Suddenly, I heard the door slam shut, and a man yelling my name. I realized I had fallen asleep on the coach.
“Anna! Arianna! Come, on!” I recognized the voice as my Uncle Jade.
“What? What’s wrong?”
“She’s fine. .but your Mom was in a car accident. Hurry up. Get your jacket on.”
My heart shattered into a million pieces. The pain of feeling totally helpless seared through every part of my body. Without processing it, I was tugging on my jacket, and running after my Uncle faster than I thought was possible. We were in his Jeep, and he was driving very fast.
“Where is she?” I asked, noticing that I was crying.
“She’s at National Park Medical Center. She’s doing fine right now, but I want to get back. She’s not waking up.”
His words raced across my mind, stabbing me with every syllable.
‘She’s not waking up.’.
“What does that mean?” I asked, and he quickly sucked in a deep breath.
“She may be in a comma.
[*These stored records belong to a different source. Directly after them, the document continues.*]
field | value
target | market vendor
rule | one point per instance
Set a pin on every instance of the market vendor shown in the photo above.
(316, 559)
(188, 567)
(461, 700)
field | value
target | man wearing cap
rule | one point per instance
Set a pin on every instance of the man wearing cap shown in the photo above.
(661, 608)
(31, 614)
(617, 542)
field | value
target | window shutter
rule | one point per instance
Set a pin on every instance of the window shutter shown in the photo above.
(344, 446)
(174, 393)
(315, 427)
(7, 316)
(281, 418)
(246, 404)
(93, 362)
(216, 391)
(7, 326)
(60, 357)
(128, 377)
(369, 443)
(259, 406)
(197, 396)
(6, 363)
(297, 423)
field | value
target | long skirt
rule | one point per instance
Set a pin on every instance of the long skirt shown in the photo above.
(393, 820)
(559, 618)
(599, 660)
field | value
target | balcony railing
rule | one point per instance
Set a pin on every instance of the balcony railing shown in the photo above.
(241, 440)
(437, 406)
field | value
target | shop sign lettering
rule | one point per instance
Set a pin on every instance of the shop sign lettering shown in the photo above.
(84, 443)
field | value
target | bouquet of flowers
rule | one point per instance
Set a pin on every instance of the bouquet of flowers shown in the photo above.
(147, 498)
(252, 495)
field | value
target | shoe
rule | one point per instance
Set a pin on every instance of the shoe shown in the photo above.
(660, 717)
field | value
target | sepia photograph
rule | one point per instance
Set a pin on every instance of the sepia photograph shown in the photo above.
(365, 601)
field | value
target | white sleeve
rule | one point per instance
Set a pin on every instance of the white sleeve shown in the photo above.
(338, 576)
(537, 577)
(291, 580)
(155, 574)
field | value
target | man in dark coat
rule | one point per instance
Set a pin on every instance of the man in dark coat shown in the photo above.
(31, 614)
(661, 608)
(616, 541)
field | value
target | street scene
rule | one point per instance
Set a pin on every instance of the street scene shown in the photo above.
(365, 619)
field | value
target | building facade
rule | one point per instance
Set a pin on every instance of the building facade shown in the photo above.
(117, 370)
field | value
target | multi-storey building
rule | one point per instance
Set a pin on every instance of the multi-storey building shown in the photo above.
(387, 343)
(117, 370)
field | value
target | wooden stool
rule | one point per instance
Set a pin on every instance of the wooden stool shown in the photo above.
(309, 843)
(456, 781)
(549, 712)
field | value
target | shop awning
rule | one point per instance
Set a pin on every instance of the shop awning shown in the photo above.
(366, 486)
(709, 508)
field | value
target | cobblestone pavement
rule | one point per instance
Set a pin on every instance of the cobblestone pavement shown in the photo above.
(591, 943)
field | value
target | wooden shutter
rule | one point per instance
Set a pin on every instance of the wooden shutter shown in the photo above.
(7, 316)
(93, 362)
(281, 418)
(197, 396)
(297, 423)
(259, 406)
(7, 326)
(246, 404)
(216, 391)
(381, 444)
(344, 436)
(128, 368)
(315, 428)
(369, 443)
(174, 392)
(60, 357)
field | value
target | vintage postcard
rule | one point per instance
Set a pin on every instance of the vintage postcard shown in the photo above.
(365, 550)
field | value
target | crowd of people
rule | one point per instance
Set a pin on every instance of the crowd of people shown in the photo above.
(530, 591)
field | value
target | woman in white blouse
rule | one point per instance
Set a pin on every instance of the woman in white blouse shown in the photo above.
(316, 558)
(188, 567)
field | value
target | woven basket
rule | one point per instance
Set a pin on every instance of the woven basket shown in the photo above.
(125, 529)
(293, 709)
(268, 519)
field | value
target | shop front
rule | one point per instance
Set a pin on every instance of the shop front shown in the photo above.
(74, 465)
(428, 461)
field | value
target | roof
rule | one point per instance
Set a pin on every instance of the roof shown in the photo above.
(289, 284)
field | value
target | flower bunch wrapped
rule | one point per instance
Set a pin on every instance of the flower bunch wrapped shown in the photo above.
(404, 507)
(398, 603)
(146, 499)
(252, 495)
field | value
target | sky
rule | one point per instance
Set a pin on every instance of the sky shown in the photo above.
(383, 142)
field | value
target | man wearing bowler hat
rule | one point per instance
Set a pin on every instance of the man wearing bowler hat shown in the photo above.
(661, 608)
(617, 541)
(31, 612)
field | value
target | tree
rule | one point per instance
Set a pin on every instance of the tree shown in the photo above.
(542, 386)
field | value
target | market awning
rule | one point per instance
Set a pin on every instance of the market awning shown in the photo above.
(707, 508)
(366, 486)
But they said that is normal when you have had a tragic experience because it’s a way the brain can help protect itself.”
“Will she wake up?”
“They assume she will once her body has time to work over what just happened.”
He pulled into the hospital parking lot, and held onto my shoulder as we walked over the road like he used to; when I was a child. “The stairs.” He said, and held the door open for me. As I looked up into his face, tears raced once again down mine. His eyes were red, and his lips were pulled into a straight line. I could tell he was in deep pain.
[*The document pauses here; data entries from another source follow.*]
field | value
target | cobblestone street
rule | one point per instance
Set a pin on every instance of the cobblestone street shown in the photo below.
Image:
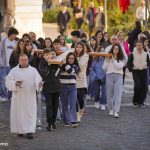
(97, 131)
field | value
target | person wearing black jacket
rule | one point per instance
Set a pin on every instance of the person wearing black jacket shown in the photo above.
(133, 35)
(51, 87)
(138, 63)
(63, 19)
(78, 13)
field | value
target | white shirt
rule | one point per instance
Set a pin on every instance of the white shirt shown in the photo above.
(9, 47)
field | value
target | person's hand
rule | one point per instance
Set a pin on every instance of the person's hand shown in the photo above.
(32, 52)
(19, 83)
(107, 58)
(40, 85)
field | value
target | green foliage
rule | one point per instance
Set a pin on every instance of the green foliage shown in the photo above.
(117, 21)
(50, 16)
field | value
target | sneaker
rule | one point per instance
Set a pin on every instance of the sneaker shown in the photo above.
(66, 125)
(111, 113)
(30, 135)
(20, 135)
(88, 97)
(116, 115)
(54, 126)
(49, 128)
(141, 105)
(3, 100)
(74, 125)
(92, 98)
(97, 105)
(102, 107)
(135, 105)
(78, 117)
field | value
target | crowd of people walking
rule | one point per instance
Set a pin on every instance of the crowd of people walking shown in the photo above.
(28, 75)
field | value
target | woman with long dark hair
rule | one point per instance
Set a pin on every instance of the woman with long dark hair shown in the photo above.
(114, 79)
(20, 49)
(81, 78)
(68, 94)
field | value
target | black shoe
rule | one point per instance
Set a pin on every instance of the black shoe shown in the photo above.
(49, 128)
(20, 135)
(141, 105)
(54, 126)
(74, 125)
(66, 125)
(135, 105)
(30, 135)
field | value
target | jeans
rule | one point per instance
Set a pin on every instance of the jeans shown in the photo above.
(68, 97)
(114, 86)
(99, 89)
(4, 93)
(52, 102)
(140, 86)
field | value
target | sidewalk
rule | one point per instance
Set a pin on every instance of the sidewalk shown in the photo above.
(97, 131)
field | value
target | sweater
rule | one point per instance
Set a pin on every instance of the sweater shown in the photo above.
(68, 74)
(113, 66)
(50, 76)
(81, 77)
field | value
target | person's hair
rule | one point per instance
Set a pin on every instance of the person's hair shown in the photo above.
(27, 44)
(98, 49)
(76, 33)
(26, 35)
(17, 49)
(82, 52)
(12, 30)
(59, 37)
(138, 25)
(139, 42)
(97, 32)
(56, 41)
(120, 55)
(22, 54)
(88, 47)
(46, 51)
(119, 33)
(75, 60)
(94, 38)
(83, 35)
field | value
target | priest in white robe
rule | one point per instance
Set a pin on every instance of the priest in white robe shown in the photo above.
(23, 81)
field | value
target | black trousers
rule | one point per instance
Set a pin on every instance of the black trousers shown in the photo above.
(81, 92)
(140, 86)
(52, 103)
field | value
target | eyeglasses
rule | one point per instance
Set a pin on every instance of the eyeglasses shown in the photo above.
(71, 58)
(114, 39)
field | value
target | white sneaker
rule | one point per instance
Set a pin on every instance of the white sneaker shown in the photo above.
(92, 98)
(3, 100)
(97, 105)
(116, 115)
(78, 117)
(88, 97)
(102, 107)
(111, 113)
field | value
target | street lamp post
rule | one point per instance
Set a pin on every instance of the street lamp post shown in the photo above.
(146, 20)
(105, 6)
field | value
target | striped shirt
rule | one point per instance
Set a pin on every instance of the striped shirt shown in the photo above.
(68, 75)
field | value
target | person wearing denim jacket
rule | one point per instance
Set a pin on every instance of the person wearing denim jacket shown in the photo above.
(68, 94)
(99, 83)
(6, 47)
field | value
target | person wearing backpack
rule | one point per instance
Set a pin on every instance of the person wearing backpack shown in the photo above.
(138, 63)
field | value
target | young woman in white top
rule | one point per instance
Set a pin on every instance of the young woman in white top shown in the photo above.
(63, 45)
(81, 77)
(114, 79)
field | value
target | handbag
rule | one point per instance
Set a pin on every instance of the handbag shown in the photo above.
(79, 15)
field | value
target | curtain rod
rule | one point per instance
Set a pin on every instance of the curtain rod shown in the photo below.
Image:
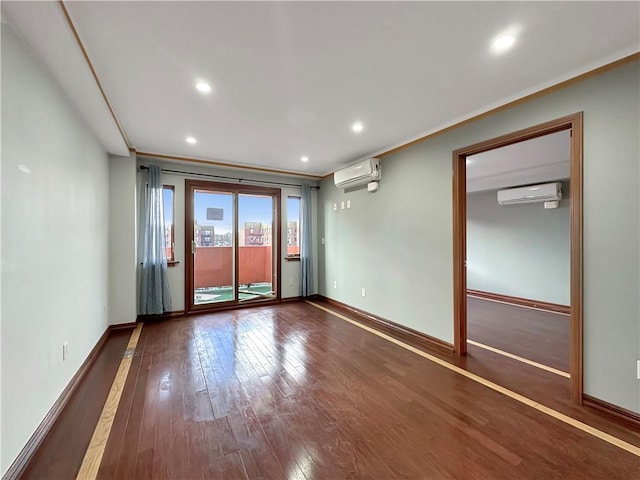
(238, 179)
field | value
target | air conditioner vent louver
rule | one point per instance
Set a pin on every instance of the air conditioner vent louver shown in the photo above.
(544, 192)
(366, 171)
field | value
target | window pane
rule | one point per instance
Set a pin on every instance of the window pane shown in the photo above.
(293, 226)
(167, 204)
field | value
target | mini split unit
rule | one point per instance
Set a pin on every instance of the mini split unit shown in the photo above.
(363, 172)
(545, 192)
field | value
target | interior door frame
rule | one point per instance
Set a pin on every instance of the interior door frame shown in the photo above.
(276, 236)
(574, 124)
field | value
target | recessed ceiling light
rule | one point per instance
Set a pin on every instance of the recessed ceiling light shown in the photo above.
(203, 87)
(503, 42)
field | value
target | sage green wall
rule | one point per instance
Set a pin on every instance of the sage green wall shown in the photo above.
(397, 243)
(519, 250)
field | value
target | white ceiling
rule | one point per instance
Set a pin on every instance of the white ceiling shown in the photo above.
(290, 78)
(542, 159)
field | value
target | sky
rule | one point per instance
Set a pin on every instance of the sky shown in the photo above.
(251, 208)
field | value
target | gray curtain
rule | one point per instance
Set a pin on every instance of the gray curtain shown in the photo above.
(154, 287)
(306, 254)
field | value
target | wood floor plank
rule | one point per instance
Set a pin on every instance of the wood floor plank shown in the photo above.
(294, 392)
(536, 335)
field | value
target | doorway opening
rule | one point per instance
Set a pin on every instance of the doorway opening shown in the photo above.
(573, 125)
(232, 242)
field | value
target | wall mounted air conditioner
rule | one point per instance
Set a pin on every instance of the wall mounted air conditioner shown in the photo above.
(369, 170)
(544, 192)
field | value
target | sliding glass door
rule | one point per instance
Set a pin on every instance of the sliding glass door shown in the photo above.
(232, 244)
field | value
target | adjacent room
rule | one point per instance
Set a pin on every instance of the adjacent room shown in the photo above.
(305, 240)
(519, 251)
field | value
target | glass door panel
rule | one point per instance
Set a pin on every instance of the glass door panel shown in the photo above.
(256, 259)
(213, 247)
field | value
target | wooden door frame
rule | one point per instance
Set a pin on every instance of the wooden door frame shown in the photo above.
(574, 124)
(276, 236)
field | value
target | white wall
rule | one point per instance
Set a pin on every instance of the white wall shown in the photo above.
(519, 250)
(54, 243)
(290, 269)
(398, 241)
(122, 239)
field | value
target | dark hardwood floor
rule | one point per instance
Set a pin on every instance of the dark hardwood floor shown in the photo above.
(293, 392)
(532, 334)
(61, 452)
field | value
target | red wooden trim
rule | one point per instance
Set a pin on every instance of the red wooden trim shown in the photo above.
(400, 332)
(122, 326)
(159, 317)
(628, 416)
(459, 253)
(577, 270)
(21, 462)
(572, 123)
(551, 307)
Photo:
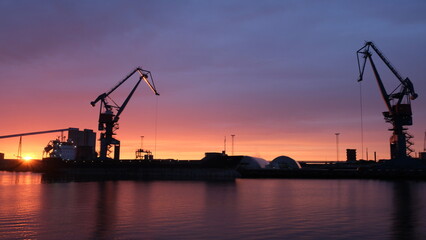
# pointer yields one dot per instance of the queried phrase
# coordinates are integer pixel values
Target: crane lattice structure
(109, 113)
(398, 102)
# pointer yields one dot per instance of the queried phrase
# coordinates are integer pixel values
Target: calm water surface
(33, 208)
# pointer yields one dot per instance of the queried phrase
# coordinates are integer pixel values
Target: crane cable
(362, 120)
(155, 126)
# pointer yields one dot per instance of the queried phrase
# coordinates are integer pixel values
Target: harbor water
(35, 207)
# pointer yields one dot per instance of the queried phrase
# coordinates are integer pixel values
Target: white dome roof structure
(248, 162)
(284, 162)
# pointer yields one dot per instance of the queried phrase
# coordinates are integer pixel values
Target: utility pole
(337, 145)
(233, 135)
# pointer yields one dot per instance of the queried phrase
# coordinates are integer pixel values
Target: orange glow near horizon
(193, 147)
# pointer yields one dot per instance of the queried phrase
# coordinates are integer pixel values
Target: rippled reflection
(33, 207)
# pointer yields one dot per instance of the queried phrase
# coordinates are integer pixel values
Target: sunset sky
(280, 75)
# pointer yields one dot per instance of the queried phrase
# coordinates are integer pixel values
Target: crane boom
(399, 112)
(108, 120)
(35, 133)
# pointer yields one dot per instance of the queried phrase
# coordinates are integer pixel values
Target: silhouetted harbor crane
(110, 113)
(398, 102)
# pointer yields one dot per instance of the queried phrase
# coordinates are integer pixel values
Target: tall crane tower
(109, 113)
(398, 102)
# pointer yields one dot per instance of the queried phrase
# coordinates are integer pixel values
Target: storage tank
(248, 162)
(284, 162)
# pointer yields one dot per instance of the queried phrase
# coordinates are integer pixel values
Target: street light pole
(337, 145)
(233, 135)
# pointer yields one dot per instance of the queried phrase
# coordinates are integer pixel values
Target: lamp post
(337, 145)
(233, 135)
We raced up the stairs, him being taller, I had to take two at a time to keep up. As we reached the third landing, the air was cold, and the harsh environment of death seeped up around me, pulling me deeper into a state of helplessness. Uncle Jade was asking each nurse how my Mom was, and I stood there, surrounded by people, but felt completely alone.
“Anna. You can sit right over there.” Uncle Jade said, pointing to a gray leather seat in the corner.
“No! I want to see her.” I yelled, refusing to be treated like a child. I was going to be there for my Mom. I always have been.
“Anna. Listen to me.” He placed both his hands on my shoulders. “Your Mom is not in good condition right now. I will let you know as soon as you can.”
“No! Uncle Jade. I do not want to be treated like a child! I am her daughter.” I shrugged out from under his hold, and ran into the room I saw the nurse he was talking to had pointed. The doors swung shut behind me, and I was in a room filled with injured people.
I could smell copper, and rust, which I had learned to translate into blood. I covered my mouth, searching for my Mom. I had just glimpsed her blonde hair when a young, male nurse grabbed my arm.
“You can’t be in here.” He said, and steered me back through the doors.
Uncle Jade was standing right in front of me, apparently arguing with a someone.
“Anna!” He said, and turned away from who now I realized was a nurse. As I saw him come closer to me with his arms open, all control was lost.
I fell into his embracing arms, and cried as hard as I could. He picked me up, and brought me over to the gray, leather chair. We sat there through the night, until finally I fell asleep.